Pour Cyrille Bret, enseignant à Sciences Po et spécialiste de l'Asie, la première impression qui ressort de cette rencontre est celle d’une "belle chorégraphie". "Convivial mais mesuré, rapproché mais millimétré. On a connu Donald Trump plus expressif, à la fois dans sa convivialité, mais également dans ses réticences. On est au début d’un processus, pas à son aboutissement. Et rien n’est gagné" explique Cyrille Bret.
Ce spécialiste ajoute que "tous les appareils diplomatiques sont assez bien rodés à ce genre d’exercice. La préparation porte à la fois sur la forme qui est très importante et sur le contenu. La forme porte sur le lieu, la Suède et la Mongolie ayant été écartées, sur le format, le type de rencontre, une plénière ou un tête à tête. Là c’est une rencontre d’homme à homme. Et puis il y a tout le volet de négociations sur le fond".

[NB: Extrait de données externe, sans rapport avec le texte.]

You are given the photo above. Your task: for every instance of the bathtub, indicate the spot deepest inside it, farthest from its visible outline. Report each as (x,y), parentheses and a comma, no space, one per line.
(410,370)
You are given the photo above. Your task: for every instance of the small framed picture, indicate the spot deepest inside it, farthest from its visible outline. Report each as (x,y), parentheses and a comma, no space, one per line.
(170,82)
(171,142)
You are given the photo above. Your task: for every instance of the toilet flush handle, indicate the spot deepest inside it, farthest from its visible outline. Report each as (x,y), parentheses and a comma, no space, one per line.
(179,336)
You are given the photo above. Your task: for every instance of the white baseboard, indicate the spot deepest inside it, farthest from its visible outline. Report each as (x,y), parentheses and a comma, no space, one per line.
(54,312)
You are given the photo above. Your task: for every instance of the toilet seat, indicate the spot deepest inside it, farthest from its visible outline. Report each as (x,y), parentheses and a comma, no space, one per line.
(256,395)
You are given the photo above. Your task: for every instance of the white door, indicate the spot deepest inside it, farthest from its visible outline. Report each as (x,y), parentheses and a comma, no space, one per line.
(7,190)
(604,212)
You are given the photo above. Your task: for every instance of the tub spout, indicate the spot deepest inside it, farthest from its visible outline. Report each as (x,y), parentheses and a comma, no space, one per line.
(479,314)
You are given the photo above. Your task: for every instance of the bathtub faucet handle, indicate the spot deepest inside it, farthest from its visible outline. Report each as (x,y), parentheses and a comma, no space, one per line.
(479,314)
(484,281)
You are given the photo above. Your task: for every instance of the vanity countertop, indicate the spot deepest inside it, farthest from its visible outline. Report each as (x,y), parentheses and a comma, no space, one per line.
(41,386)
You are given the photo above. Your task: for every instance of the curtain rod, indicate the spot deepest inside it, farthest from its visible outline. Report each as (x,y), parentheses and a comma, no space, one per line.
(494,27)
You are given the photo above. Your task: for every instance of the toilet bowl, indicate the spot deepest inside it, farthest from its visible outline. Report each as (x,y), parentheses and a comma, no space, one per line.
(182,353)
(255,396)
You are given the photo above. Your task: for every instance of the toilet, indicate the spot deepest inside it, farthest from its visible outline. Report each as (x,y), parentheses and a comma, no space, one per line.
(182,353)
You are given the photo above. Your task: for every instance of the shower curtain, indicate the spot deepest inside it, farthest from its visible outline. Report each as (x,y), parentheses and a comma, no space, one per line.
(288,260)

Il n’en demeure pas moins qu’au-delà de la chorégraphie, cette rencontre est historique. "Elle introduit une rupture. Le but est de se hausser à la hauteur de la plus grande puissance internationale pour la Corée du Nord. Elle passe du statut d’État paria à partenaire bilatéral avec l’hyperpuissance américaine. C’est aussi une rupture pour les États-Unis mais tout l’enjeu est de savoir si l’on pourra aboutir à un processus de paix. Ces processus sont, on le sait, très longs" ajoute encore Cyrille Bret.
Pour la communauté internationale, l’enjeu avec la Corée du Nord est bien la dénucléarisation de ce pays. "C’est un mot valise qui comprend le démantèlement de l’arsenal nucléaire, les vecteurs et les têtes. Cela peut aussi porter sur les capacités de recherche et de développement. C’est aussi la redéfinition des instances de contrôle de l’autre, des informations que l’on donne" explique encore l’enseignant à Sciences Po.
"Cela fait plusieurs décennies que le but de la Corée du Nord est de se hisser au rang de partenaire avec lequel on peut négocier. Le seuil nucléaire a été franchi. La Corée du Nord en est à son sixième essai et dispose vraisemblablement des vecteurs balistiques qui lui permettent de bénéficier du statut de puissance nucléaire. Maintenant il s’agit d’engranger les dividendes non pas de la paix mais du programme nucléaire : obtenir une reconnaissance, obtenir des garanties sur la survie du régime, obtenir une certaine prospérité, obtenir l’inclusion de la Corée du Nord dans un système de sécurité plus général en Asie" précise Cyrille Bret, au sujet des enjeux pour Kim Jon Un.
Après une telle rencontre, la question se pose légitimement : qui sont les gagnants, qui sont les perdants ? "Il est certain que les États-Unis vont perdre de leur puissance. Cela sera compensé par la capacité de Donald Trump à assurer ces fameux deals. Ce serait un succès bienvenu pour Donald Trump. Dans la région, la Corée du Sud a œuvré pour que cette rencontre soit possible. S’il y a un perdant, c’est sans doute le Japon. Le Japon aurait tout à perdre s’il n’était pas associé à ces discussions" conclut Cyrille Bret.